Re Collett Estate 2017 BCSC 473 is the most recent of a judicial trend to remove an executor trustee for delay in the distribution and finalization of an estate.
In Collett the deceased died in 2008 and was removed as a result of the inordinate delay in finalizing a simple estate in a timely manner.
In Dirnberger Estate, 2016 BCSC 439, this Court wrote as follows in deciding to remove an executor as a result of his delays:
 The duty of an executor is to settle the affairs of the deceased and to distribute the estate in accordance with the terms of the will in a timely manner. Mr. Chase has failed to do this.
 I have concluded that Mr. Chase must be removed as trustee. I have reached this conclusion for two reasons. His actions demonstrate that he lacks the necessary capacity to act as trustee. . . . There is as well a want of reasonable fidelity.
 With regards to the first reason, this is a simple estate that has not been distributed more than four years after probate.
 In Levi-Bandel v. McKeen, 2011 BCSC 247, Justice Butler stated at paras. 21 and 23:
 . . . it is not only an act of misconduct that can be grounds for removal of a trustee. A failure to act can amount to grounds for removal . . . .
. . .
 . . . I have little difficulty in concluding that [the executor’s] inaction and her intransigence caused unnecessary delay. Her refusal or reluctance to proceed with the administration of the estate amounts to a want of reasonable fidelity and a failure to carry out her duties.

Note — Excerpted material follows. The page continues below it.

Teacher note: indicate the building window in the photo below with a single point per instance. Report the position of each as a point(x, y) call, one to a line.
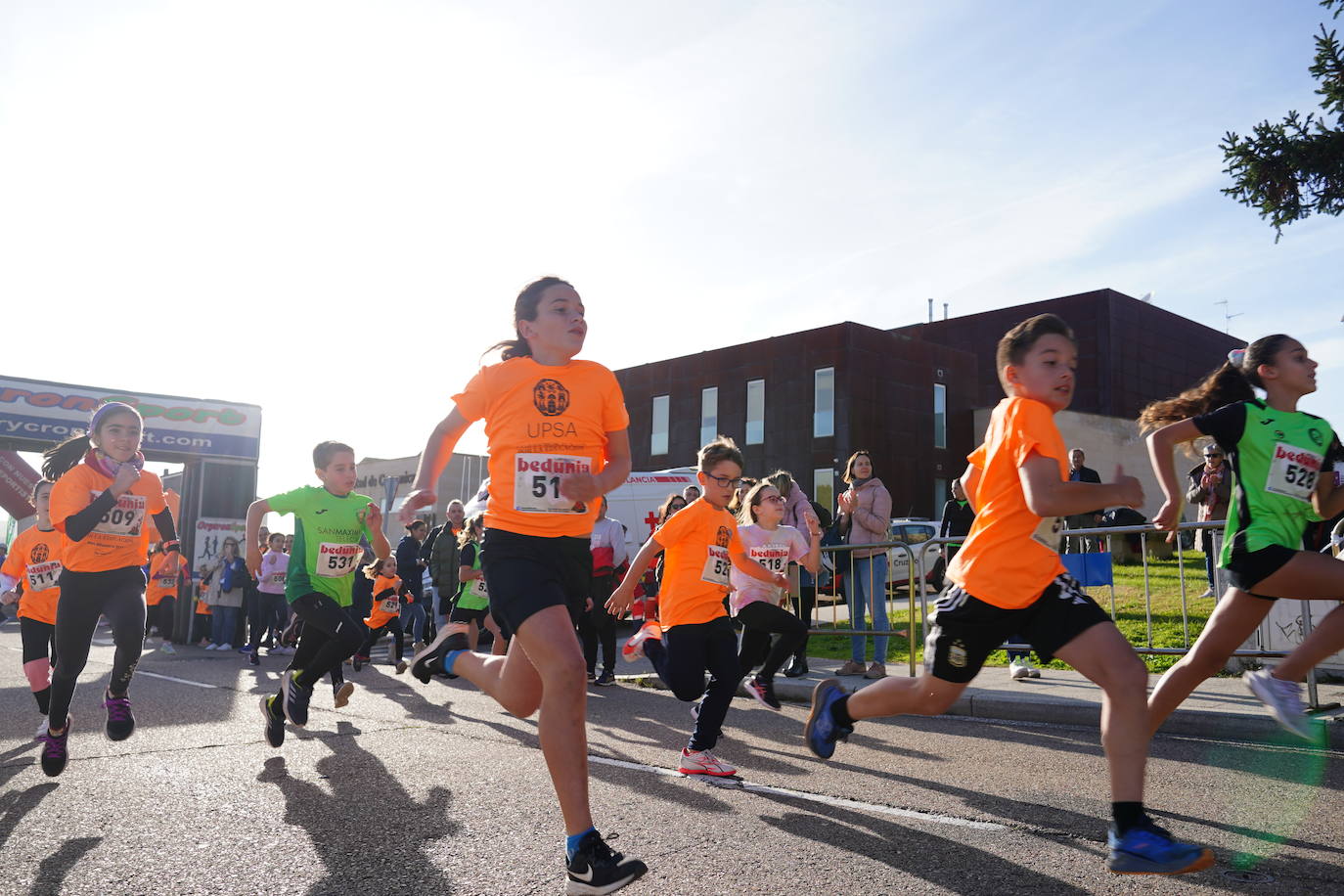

Justice Butler further stated:
19 The test for removal of an executrix or trustee is not contentious. The leading authority in British Columbia remains the decision in Conroy v. Stokes,  4 D.L.R. 124 (B.C. C.A.). In Conroy, the Court of Appeal considered whether it was expedient to remove one trustee and appoint a replacement when some of the beneficiaries were dissatisfied with the way the trustee was handling the estate. The court confirmed at 126-127 that the main test for removal of a trustee is the welfare of the beneficiaries:
In Letterstedt v. Broers (1884), 9 App. Cas. 371, their Lordships of the Judicial Committee held that the main principle upon which the jurisdiction of Courts of Equity has been exercised to remove old trustees and substitute new ones in cases requiring such a remedy, is the welfare of the beneficiaries of the trust estate.
20 In Letterstedt v. Broers [(1884), L.R. 9 App. Cas. 371 (South Africa P.C.)], the court noted that it is not every act of misconduct that should result in removal of a trustee, only acts or omissions which endanger the trust property or show “a want of honesty or a want of proper capacity to execute the duties, or a want of reasonable fidelity.”
21 However, it is not only an act of misconduct that can be grounds for removal of a trustee. A failure to act can amount to grounds for removal. In Scott v. Scott,  5 W.W.R. 185 (Sask. Q.B.), Baynton, J. relied on the inherent jurisdiction of the Saskatchewan Court of Queen’s Bench to remove a trustee where the actions of one trustee in refusing to sign cheques or provide an accounting produced a stalemate amongst the trustees. His refusal was motivated by his wish to be compensated by the trust for caring for one of the principals of the trust. He refused to sign cheques or provide the accounting until he was paid. The court found that the trustee’s deliberate failure to act placed him in breach of his fiduciary duties to the beneficiaries of the trust.